The stars had shifted a degree or two before she reached the bottom, and crept beneath the eaves of overhanging trees to the endwards wall of Roilane’s garden, then followed it along to the rear wall of the neighbouring house. Driving a hook between two stones, wedging it in rather than swinging and risking a noise, she brought one foot up, knee level with her chin; planted her foot atop the hook, and in one movement propelled herself up and onto the wall. Flush with the rear wall of the house, Marisa waited – no sound. There were stairs, but they were frequented, and picking the lock with no cover seemed unwise. Instead, she planted another hook through a crack in the wall, and her adze through another further up; swung herself with a hand on the adze, her back foot on the hook, her front foot on the sill outside the shutter. Another hook; a pull on the adze-hilt; another handhold jammed in, higher up, those hours of staring at the back wall of Roilane’s house before sunset truly paying off. She clipped another hook to it, and her climbing rope to that, and her belt to the climbing rope, and handhold by handhold, she chipped and hauled her way to the second floor.

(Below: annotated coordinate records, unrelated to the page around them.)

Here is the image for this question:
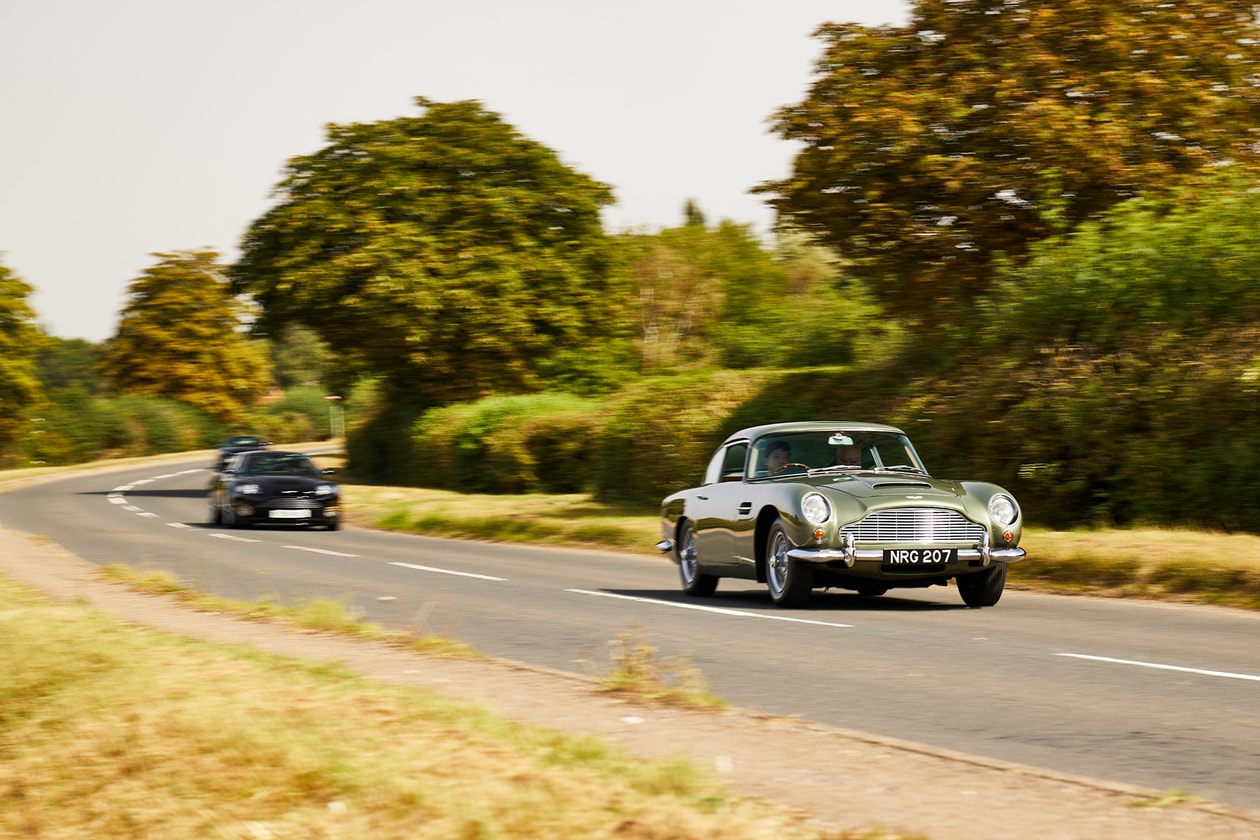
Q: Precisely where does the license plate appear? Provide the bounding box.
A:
[879,548,958,574]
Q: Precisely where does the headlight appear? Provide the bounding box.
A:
[800,492,832,525]
[989,494,1019,525]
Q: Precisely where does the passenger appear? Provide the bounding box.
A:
[832,443,862,467]
[765,441,791,475]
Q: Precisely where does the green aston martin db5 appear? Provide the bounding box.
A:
[656,422,1024,607]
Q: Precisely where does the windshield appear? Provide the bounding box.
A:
[237,453,320,477]
[748,429,927,479]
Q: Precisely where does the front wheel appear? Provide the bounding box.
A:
[678,523,717,598]
[766,519,814,607]
[958,563,1007,607]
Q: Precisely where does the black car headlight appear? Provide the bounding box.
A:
[989,494,1019,528]
[800,492,832,525]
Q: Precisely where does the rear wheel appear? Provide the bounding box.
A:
[678,523,717,597]
[766,519,814,607]
[958,563,1007,607]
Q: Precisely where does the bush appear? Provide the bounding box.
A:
[411,393,597,494]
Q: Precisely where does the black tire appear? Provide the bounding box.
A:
[958,563,1007,607]
[674,521,717,598]
[766,519,814,607]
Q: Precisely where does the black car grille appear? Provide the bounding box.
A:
[840,508,984,544]
[267,492,319,510]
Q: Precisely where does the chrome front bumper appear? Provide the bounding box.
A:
[788,544,1027,569]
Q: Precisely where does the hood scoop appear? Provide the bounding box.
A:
[871,479,932,490]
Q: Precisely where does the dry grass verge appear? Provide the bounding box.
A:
[0,578,902,840]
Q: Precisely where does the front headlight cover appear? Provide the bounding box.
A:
[989,492,1019,528]
[800,492,832,525]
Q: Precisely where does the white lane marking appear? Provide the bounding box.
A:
[282,545,358,557]
[389,563,508,581]
[564,589,853,627]
[210,534,262,543]
[1055,654,1260,683]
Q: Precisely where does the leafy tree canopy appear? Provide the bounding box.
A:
[759,0,1260,319]
[0,263,43,450]
[233,98,624,404]
[35,336,102,394]
[98,251,271,421]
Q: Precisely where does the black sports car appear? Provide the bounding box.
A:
[207,450,341,530]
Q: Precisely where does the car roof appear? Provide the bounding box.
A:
[722,421,905,446]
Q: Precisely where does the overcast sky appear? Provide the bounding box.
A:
[0,0,908,341]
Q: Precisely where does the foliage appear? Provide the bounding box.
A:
[595,372,774,504]
[412,393,597,492]
[98,251,270,421]
[232,98,635,408]
[268,324,329,390]
[35,335,105,395]
[907,176,1260,530]
[248,385,333,442]
[0,263,43,463]
[760,0,1260,321]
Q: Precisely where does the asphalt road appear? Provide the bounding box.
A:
[9,457,1260,809]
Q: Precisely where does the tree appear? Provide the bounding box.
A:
[0,263,43,463]
[232,98,624,406]
[757,0,1260,320]
[35,336,102,394]
[98,251,271,421]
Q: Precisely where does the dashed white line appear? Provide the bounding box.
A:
[282,545,358,557]
[564,589,853,627]
[389,563,508,581]
[1055,654,1260,683]
[210,533,262,543]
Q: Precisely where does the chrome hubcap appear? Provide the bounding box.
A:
[678,531,698,583]
[766,534,790,593]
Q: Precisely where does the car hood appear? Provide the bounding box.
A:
[236,475,335,494]
[818,472,966,502]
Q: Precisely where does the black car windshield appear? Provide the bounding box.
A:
[748,429,926,479]
[237,452,320,479]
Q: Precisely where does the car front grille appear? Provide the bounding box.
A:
[840,508,984,544]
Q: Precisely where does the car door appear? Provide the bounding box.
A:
[692,441,748,574]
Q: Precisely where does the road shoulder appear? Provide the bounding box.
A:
[7,529,1260,840]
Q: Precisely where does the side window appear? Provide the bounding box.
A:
[704,442,748,484]
[722,443,748,481]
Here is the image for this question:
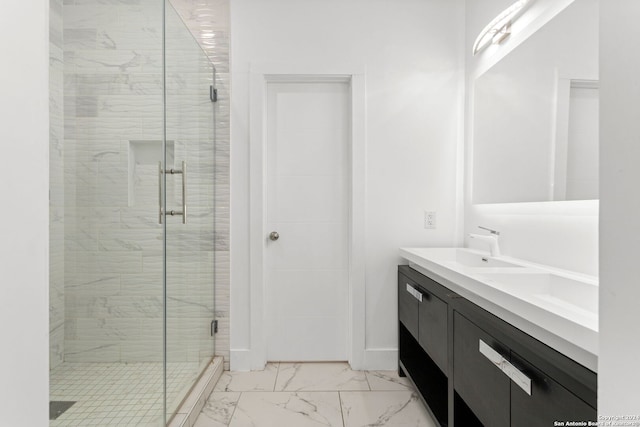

Now for the challenge, she thought, sliding a pick between two fingers and leaning across the outermost window as she clambered onto the sill. Barely, just barely, she could slip it between the shutters and run it upwards, reaching for a catch, lifting it and letting it fall with the tiniest chink, then twisting it into the wood of the shutter opposite, swinging it open and catching it on her fingers, creeping it far enough to slip inside. The room next door was a bedroom, this one a cabinet, and it was so far as she had seen empty; no lamp nor candle had been lit and no illuminating crystal glimmered. Sure enough, it was dark and still, the starlight showing her an empty desk, shelves furnished with a scant selection of books, an empty grate and veiled mirror, a wardrobe running along one wall. She slid down beside the desk, steadying it with a hand, and unclipped her climbing rope, letting it fall.

Softly as softly could be, she crept on velvet feet to the door; unlocked, and with a drop of oil on the hinges it opened smoothly. The room beyond was just as musty; an unaired bed, a cold pan and dusty chamber pot no doubt beneath it, a door beyond; latched. Dusting for runes of warding or sigils of protection, Marisa found nothing, so she oiled hinges and latch, lifted the one carefully and pulled the door ajar on the other, creeping around and through.

Beyond, an empty hall, two similar doorways at the front of the house and one opposite. In the dark she could see little of the furnishings, but the faintness of her footfall suggested carpet – no rug, she realised as her toes tapped on bare wood. Silence. Pause. No sound. On she went, creeping up the stairs on all fours to soften the impact of her movements; against her will, they creaked a little. She turned, and turned again, and came upon the third floor, starlight streaming diamonds on the shining, well-kept planks. Roilane’s taste seemed to favour red; deep dark rosewood on the floors, a slightly brighter plaster. Marisa reached out a hand and probed the board ahead – it gave, creaked, and chirruped just a little, as it slid down on the collared nails.